Although the intent of the program—to get municipalities and regional districts to reduce how much carbon (fossil fuel) they produce—is sound, the goal of attaining carbon neutrality for a city is not, said councillor Gord DeRosa, and that price may eventually be too high to pay.
“I think the provincial government has dropped the file here,” he said. “There has not been a lot said and directed and I don’t think it was thought out as thorough as it might have been.”
He felt the province was in the process of re-examining the program to see if it could be delivered better.
Meanwhile, the Silver City staff are doing what they can with what they have, said DeRosa, the councillor in charge of the Public Works portfolio. The city has not identified projects that are going to reduce its carbon footprint immediately, he explained.
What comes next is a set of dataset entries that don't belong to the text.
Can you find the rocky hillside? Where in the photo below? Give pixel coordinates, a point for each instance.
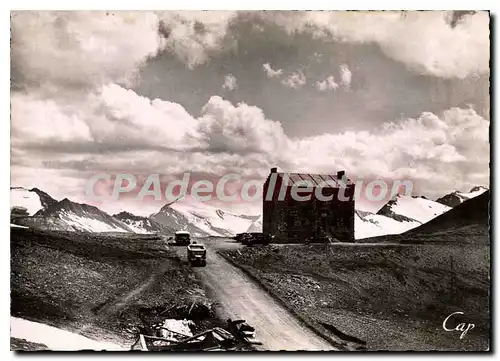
(32, 200)
(71, 216)
(455, 198)
(201, 219)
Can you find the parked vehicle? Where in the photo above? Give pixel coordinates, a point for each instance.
(239, 237)
(182, 238)
(250, 239)
(241, 329)
(197, 254)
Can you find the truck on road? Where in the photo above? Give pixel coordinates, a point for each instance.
(197, 254)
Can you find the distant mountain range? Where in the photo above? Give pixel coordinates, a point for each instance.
(200, 219)
(404, 213)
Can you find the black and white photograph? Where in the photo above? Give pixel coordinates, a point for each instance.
(253, 180)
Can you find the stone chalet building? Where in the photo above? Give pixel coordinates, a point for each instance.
(293, 221)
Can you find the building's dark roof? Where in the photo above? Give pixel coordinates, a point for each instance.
(317, 180)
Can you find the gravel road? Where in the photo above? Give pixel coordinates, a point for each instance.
(240, 298)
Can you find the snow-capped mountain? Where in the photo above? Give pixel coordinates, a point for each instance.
(32, 200)
(139, 224)
(455, 198)
(406, 208)
(71, 216)
(201, 219)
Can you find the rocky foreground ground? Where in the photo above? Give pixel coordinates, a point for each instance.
(101, 286)
(383, 297)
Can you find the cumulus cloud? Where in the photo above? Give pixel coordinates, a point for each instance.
(345, 76)
(270, 72)
(440, 153)
(327, 84)
(295, 80)
(430, 42)
(107, 127)
(230, 82)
“Rather, we adopted a philosophy that when things needed to be repaired or replaced we would do it with the most energy efficient technology available,” he said. “When the need comes we will find the funds to replace or repair or adjust to adopt a carbon reduction gain.”
The city has taken a slow approach to adopting and achieving its goal and it is working for them, with a 30 per cent reduction in power usage with recent HVAC upgrade at the Trail Aquatic Centre.
The program and the overall economic strain on the city versus the real gains in terms of the program design, the cost to deliver, and the real benefits should be measured, said Perehudoff in his report.
“Council may want to ask that the province provide such accounting,” he said. “Each public body is spending significantly to comply and the provincial bureaucracy established to administer the program must be very significant.”
Mayor Dieter Bogs agreed. Right now the CARIP program seems to be a bureaucratic book keeping event.
“Eventually it will change. I’m sure the government didn’t set that up to have a bureaucratic book keeping event,” he said.
The city submitted its 2012 CARIP report to the province along with its 2012 carbon consumption calculations using the SmartTool, as well as the grant application based on the city’s carbon tax paid.
In short, the city produced 1,274 tonnes of carbon in 2012, including 92 tonnes from third party contracted services.
As a result, the city will purchase $20,000 in carbon offsets from the Darkwoods project council approved of earlier this year.